You can examine the representation of an object by taking its address and converting it to unsigned char*; the language specifically permits treating any object as an array of character type.
But if a simple value conversion does the job, then that's what you should use.
If variable and type are both arithmetic, the cast is probably unnecessary; you can assign an expression of any arithmetic type to an object of any arithmetic type, and the conversion will be done implicitly.
Here's an example where the two forms have very different behavior:
#include <stdio.h>
int main(void) {
float x = 123.456;
printf("d = %g, sizeof (float) = %zu, sizeof (unsigned int) = %zu\n",
x, sizeof (float), sizeof (unsigned int));
printf("Value conversion: %u\n", (unsigned int)x);
printf("Aliasing : %u\n", *(unsigned int*)&x);
}
The output on my system (it may be different on yours) is:
d = 123.456, sizeof (float) = 4, sizeof (unsigned int) = 4
Value conversion: 123
Aliasing : 1123477881

What's the difference between “(type)variable” and “*((type *)&variable)”, if any?
The second expression may lead to alignment and aliasing issues.
The first form is the natural way to convert a value to another type.
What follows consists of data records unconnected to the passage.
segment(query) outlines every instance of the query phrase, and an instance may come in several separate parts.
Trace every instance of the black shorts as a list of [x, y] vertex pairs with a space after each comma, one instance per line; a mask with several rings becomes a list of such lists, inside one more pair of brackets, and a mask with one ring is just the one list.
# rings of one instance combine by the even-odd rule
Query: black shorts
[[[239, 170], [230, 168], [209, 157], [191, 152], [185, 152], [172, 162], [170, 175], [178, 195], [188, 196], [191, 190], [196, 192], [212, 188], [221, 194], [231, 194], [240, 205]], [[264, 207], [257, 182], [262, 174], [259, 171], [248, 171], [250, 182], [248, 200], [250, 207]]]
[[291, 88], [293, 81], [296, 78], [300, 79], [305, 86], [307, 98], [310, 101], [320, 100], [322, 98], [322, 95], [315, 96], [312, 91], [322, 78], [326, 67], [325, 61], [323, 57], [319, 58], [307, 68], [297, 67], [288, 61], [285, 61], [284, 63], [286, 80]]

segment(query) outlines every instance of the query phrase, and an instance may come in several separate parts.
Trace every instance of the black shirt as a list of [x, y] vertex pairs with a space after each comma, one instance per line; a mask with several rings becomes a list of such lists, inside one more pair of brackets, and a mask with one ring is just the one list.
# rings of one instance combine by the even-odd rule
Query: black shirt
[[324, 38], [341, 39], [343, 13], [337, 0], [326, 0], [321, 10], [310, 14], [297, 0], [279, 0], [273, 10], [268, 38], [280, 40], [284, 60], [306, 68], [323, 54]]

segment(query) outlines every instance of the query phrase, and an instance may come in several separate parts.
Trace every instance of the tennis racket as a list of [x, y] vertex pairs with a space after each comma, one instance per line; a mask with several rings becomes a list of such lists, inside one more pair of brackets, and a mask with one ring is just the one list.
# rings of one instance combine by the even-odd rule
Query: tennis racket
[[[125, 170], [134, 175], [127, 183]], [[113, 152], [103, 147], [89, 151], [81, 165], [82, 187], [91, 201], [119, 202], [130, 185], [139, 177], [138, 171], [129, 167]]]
But assuming there is no violation of alignment or aliasing, in some cases the second expression has an advantage over the first form. *((type *)&variable) will yield a lvalue whereas (type)variable will not yield a lvalue (the result of a cast is never a lvalue).
This allows you do things like:
(*((type *)& expr)))++
See for example this option from Apple gcc manual which performs a similar trick:
-fnon-lvalue-assign (APPLE ONLY): Whenever an lvalue cast or an lvalue conditional expression is encountered, the compiler will issue a deprecation warning
and then rewrite the expression as follows:
(type)expr ---becomes---> *(type *)&expr
cond ? expr1 : expr2 ---becomes---> *(cond ? &expr1 : &expr2)

Casting the pointer makes a difference when working on a structure:
struct foo {
int a;
};
void foo()
{
int c;
((struct foo)(c)).a = 23; // bad
(*(struct foo *)(&c)).a = 42; // ok
}

First one ((type)variable is simple casting a variable to desired type and second one (*(type*)&variable) is derefencing a pointer after being casted by the desired pointer type.

The difference is that in the second case you may have undefined behavior. The reason being that unsinged is the same as unsigned int and an unsigned long may be larger than the the unsigned int, and when casting to a pointer which you dereference you read also the uninitialized part of the unsigned long.
The first case simply converts the unsigned int to an unsigned long with extends the unsigned int as needed.